Amid all the economic tribulations of the past two years, you might expect that entrepreneurial businesses and new start-ups would have suffered the fall out every bit as much as corporate America.
That's according to the annual Global Entrepreneurship Monitor (GEM) National Entrepreneurial Assessment for the United States, produced by Babson College and Baruch College, which found that total entrepreneurial activity (TEA) increased from 9.6% in 2007 to 10.8% in 2008.
Moreover, it tends not to be necessity that is the main driver for entrepreneurs, but opportunity. Just 13% of entrepreneurs started their ventures out of necessity, the report suggests, while 87% did so because they had identified a business opportunity.

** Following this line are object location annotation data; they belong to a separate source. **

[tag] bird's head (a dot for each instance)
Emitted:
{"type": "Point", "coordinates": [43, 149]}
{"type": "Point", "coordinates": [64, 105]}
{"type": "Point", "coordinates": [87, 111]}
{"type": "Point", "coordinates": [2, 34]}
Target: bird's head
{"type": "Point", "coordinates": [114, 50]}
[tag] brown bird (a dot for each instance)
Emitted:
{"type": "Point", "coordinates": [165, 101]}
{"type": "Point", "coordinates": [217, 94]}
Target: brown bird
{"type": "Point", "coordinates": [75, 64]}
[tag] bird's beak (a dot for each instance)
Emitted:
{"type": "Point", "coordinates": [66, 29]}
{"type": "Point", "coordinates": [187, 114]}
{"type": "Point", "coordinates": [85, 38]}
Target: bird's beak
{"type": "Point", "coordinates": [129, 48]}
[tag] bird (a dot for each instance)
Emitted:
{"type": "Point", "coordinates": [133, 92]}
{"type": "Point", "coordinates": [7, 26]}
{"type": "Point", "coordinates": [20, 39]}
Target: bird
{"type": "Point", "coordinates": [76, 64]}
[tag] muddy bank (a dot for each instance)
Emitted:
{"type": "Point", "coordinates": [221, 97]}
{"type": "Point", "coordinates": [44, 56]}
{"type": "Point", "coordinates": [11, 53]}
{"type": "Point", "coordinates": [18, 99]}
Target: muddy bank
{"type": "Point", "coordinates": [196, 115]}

The continuing strength of entrepreneurial activity in the US means that it continues to be at or near the top of the world's innovation-driven economies in terms of early-stage entrepreneurial activities.
Just how much these new-stage businesses matter to the US economy is hard to under-estimate. A recent report from the Kauffman Foundation revealed the startling fact that since 1980, almost all net job creation in the US has been thanks to firms less than five years old. And in 2007, new firms created nearly two-thirds of new jobs.
As the Kauffman Foundation points out, net job growth is marked by churn - the process by which jobs are created and destroyed by shifts in the economy. Every year new companies emerge to create jobs and are succeeded in subsequent years by a new pool of firms. The net effect of this has been to add around two million new jobs to the US economy each year.
But with new businesses playing such a critical role in any long-term economic recovery, it is a worrying sign that the GEM report found that the size of the ventures entrepreneurs are thinking about is getting smaller and the number of jobs they expected to create decreased from 2007 to 2008.
And these worries are reinforced by the fact the trend away from manufacturing start-ups and towards an economy dominated by business services (which tend to employ fewer people), looks set to continue.
Fear of failure also increased appreciably – hardly a surprise given the state of the economy in 2008 – but levels of perceived opportunity remained strong. This contrasts with the marked decrease across-the-board in GEM countries for individuals who expect to start a business in the next three years.
Another significant finding is that entrepreneurs are getting older. The GEM figures show a marked reduction (almost 9%) in entrepreneurial activity among the 18-44 age group and a similar increase among those aged over 45.
Women also appear to have a tougher time setting up a business, starting ventures with eight-times less funding than their male counterparts. In the realm of established business, women entrepreneurs have reported greater fear of failure and lower perceptions that business success leads to higher status than male entrepreneurs.